Politics can be a messy business. Backstabbing, media wars and blackmail are just a few of the common tricks of political intrigue, at least according to the world of Hollywood. Yet, as of late, these ways of Washington have gotten old. The spotlight of quality hasn’t shined on political thrillers recently, but shows like “Scandal” have helped the genre grow. Now the best of scheming television has found a new home online with “House of Cards,” which premiered on Netflix last week.
Kevin Spacey (“Margin Call”) plays Congressman Frank Underwood, a South Carolina Democrat. A smart, cool man, Underwood runs Washington, D.C. There is no question that he is the most powerful person in the district, even more powerful than the president. The congressman and his wife (Robin Wright, “The Girl with the Dragon Tattoo”) are one of the most respected and feared power-couples in politics, and anyone who even whispers a threat towards them will find themselves at the bottom of a political well.
The series begins with Underwood being passed over as a candidate for Secretary of State by the president-elect. The congressman doesn’t let his anger get the best of him and instead systematically destroys the political career of the actual candidate, with the help of young journalist Zoe Barnes (Kate Mara, TV’s “American Horror Story”). Trading her journalistic ethics for power, Barnes allows Underwood to use her to write stories that topple Underwood’s colleagues. But Barnes wants to be more than just a puppet and more of a partner — in more ways than one.
Underwood knows he has a strong hold over every person in politics, both inside and outside of Washington.

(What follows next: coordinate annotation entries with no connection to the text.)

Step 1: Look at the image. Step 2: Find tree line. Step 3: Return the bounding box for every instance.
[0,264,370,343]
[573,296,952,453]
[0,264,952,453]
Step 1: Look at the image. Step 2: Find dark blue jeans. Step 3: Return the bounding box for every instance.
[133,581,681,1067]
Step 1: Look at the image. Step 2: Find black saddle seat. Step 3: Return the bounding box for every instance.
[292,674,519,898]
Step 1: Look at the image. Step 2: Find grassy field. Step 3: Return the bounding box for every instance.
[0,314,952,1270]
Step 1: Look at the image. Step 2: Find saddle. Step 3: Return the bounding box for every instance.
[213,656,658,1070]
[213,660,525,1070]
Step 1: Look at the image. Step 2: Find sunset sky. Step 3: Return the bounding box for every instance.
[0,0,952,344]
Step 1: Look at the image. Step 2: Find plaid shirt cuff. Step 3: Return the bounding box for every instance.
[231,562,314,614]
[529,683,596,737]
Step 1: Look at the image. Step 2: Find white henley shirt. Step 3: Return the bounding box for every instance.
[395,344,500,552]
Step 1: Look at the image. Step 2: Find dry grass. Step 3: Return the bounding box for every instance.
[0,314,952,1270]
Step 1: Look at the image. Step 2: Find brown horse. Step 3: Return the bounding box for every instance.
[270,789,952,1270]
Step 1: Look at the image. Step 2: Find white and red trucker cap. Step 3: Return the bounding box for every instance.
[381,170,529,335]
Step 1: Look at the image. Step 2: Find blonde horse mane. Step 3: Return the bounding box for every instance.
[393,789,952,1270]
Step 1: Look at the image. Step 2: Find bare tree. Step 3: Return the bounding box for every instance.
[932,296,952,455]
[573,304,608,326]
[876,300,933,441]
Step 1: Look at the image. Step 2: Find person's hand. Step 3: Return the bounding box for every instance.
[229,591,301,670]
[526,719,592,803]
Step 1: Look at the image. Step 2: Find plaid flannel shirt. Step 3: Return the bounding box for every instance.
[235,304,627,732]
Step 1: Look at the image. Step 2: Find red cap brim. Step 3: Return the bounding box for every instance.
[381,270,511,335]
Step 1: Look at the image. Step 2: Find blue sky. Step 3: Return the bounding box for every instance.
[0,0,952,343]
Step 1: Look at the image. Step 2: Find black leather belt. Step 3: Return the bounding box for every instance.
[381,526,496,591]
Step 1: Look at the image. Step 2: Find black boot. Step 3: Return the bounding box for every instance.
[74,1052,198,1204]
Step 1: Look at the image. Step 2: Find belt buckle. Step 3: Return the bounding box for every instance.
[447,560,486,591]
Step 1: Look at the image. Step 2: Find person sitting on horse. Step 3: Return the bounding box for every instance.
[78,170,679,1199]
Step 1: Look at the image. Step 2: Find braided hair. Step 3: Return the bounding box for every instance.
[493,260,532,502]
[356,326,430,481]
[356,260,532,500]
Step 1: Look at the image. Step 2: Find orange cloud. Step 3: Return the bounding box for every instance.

He has a set philosophy on how people work that Spacey wholly embodies.
The ensemble cast of “House of Cards” is phenomenal. Characters connect on every level of the political hierarchy, from simple union protesters to the president’s chief of staff. Emotions often run high, but actors keep lines from sounding too exaggerated. There is a present sense of sophistication in dialogue and acting, and “House of Cards” will intimidate viewers looking for a casual series to zone out to. With enough attention paid, though, “House of Cards” will impress even the most casual of Netflix users.
Calling “House of Cards” the “West Wing” of Congress wouldn’t be far off, but only in terms of high quality production, writing, acting, etc. The series is about dirty, mean tactics — the opposite of the more ethically focused “The West Wing.”

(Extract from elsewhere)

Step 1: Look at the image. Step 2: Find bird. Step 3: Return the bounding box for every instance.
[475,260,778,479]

In the style of “The West Wing,” missing even one line from a main character can set back viewers several scenes, if not episodes. Dialogue changes pace constantly as players interact in high-risk situations. Plans hatched by Underwood and others in Congress are elaborate and lofty.
Watching one man in the House of Representatives — of all places — literally influence the country more than the president himself is breathtaking. All the while nothing the congressman does seems too far-fetched; every play is smart, calculated and deliberate toward a goal of absolute power.
The first two episodes of “House of Cards” were directed by David Fincher, who brings his dark, sharp atmosphere from “The Girl with the Dragon Tattoo” and “The Social Network” into the series. A beautiful soundtrack carries the mood with an original score that conveys Washington politics.
“House of Cards” is not the first Netflix original series. Netflix produced and released “Lilyhammer” last year, and the much anticipated fourth season of “Arrested Development” is scheduled to premiere on the streaming service later this year. Netflix releases all episodes of its content at once, so the crowd that likes to blow through series in one sitting will be pleased with “House of Cards.”
Better than any other series, “House of Cards” lifts the veil on crafty politics in a most non-moralistic way. Viewers cannot tell whether Underwood is the good guy or just another player in a game with no real winners. “House of Cards” is thoroughly impressive and should be in everyone’s instant queue.